There were 766 households, out of which 41.5% had children under the age of 18 living with them, 55.4% were married couples living together, 13.6% had a female householder with no husband present, and 27.2% were non-families. 23.5% of all households were made up of individuals, and 11.2% had someone living alone who was 65 years of age or older. The average household size was 2.66 and the average family size was 3.16.

In the city the population was spread out, with 29.6% under the age of 18, 9.4% from 18 to 24, 29.5% from 25 to 44, 19.6% from 45 to 64, and 11.8% who were 65 years of age or older. The median age was 33 years. For every 100 females, there were 90.5 males. For every 100 females age 18 and over, there were 86.1 males.
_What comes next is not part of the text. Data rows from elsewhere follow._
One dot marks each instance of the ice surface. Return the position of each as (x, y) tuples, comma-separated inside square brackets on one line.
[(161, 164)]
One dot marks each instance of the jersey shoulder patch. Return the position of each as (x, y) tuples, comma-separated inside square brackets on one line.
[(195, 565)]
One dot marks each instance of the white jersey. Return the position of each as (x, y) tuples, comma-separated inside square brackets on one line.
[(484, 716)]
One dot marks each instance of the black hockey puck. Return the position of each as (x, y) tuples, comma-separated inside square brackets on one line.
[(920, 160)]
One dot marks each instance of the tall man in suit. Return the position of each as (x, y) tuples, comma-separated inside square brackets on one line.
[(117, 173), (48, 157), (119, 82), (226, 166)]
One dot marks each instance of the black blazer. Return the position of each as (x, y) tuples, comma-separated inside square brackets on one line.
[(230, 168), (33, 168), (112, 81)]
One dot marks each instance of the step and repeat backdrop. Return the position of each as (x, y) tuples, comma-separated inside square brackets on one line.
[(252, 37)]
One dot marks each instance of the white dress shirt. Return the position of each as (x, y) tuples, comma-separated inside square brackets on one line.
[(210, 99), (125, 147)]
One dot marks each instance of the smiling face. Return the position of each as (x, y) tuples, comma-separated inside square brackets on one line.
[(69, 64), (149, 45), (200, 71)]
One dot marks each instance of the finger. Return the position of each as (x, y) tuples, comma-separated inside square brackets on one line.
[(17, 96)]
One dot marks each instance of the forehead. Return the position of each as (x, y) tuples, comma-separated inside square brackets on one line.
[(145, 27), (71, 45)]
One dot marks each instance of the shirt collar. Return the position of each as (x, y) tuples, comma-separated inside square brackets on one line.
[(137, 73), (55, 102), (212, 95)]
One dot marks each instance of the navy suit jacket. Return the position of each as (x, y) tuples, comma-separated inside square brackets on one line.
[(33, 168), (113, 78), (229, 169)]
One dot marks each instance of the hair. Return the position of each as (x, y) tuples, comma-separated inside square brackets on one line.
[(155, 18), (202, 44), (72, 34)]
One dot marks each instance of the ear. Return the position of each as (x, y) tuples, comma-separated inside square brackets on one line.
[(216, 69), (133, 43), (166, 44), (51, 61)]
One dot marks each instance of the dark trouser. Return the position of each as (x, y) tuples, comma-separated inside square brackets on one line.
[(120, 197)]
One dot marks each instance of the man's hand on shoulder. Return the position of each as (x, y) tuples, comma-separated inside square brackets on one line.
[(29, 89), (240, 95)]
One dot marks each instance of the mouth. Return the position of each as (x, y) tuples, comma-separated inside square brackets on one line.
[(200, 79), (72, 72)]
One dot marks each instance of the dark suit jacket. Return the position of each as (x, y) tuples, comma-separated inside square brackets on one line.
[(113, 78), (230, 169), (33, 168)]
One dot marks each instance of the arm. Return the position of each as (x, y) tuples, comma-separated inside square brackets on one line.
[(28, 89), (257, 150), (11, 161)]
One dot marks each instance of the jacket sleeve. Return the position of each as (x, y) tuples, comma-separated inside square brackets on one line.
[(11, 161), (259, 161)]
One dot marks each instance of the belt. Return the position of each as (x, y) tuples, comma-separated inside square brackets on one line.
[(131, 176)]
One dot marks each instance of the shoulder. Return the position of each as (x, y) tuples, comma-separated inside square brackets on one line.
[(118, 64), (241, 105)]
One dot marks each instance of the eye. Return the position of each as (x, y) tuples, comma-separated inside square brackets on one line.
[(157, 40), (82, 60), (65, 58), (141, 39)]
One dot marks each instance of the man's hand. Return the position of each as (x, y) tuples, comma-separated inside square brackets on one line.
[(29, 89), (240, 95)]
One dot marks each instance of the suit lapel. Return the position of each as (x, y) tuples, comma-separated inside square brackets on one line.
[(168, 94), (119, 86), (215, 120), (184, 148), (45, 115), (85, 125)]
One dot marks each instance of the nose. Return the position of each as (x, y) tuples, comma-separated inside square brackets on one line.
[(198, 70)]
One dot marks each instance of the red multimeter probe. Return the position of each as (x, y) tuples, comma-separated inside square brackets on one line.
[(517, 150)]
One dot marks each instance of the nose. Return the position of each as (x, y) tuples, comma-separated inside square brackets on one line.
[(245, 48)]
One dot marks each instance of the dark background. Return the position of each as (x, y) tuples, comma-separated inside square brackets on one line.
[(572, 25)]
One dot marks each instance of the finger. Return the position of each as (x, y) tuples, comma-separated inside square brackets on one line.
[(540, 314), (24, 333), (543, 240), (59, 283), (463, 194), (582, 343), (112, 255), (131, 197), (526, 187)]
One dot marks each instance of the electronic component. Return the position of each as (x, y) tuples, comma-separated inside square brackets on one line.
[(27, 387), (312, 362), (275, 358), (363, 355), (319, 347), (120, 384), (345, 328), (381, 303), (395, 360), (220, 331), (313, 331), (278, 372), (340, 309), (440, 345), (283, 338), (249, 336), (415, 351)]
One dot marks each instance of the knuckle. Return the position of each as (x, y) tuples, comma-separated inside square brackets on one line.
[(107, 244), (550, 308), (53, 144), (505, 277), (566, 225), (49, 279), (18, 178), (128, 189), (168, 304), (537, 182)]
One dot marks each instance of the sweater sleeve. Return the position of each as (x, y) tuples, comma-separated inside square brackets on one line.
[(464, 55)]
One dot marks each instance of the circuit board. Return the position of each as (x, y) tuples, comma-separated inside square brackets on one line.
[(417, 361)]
The median income for a household in the city was $39,537, and the median income for a family was $46,157. Males had a median income of $34,286 versus $21,344 for females. The per capita income for the city was $17,189. About 8.9% of families and 10.9% of the population were below the poverty line, including 14.7% of those under age 18 and 12.6% of those age 65 or over.
==Education==
It is in the Lathrop R-II School District.

Lathrop High School currently has a student population of 297 students, with a student teacher ratio of 14:1. Lathrop has had very successful sports teams throughout the 2017-2018 and 2018–2019 school year.
Residents of Lathrop tend to hold their athletic programs in a high regard.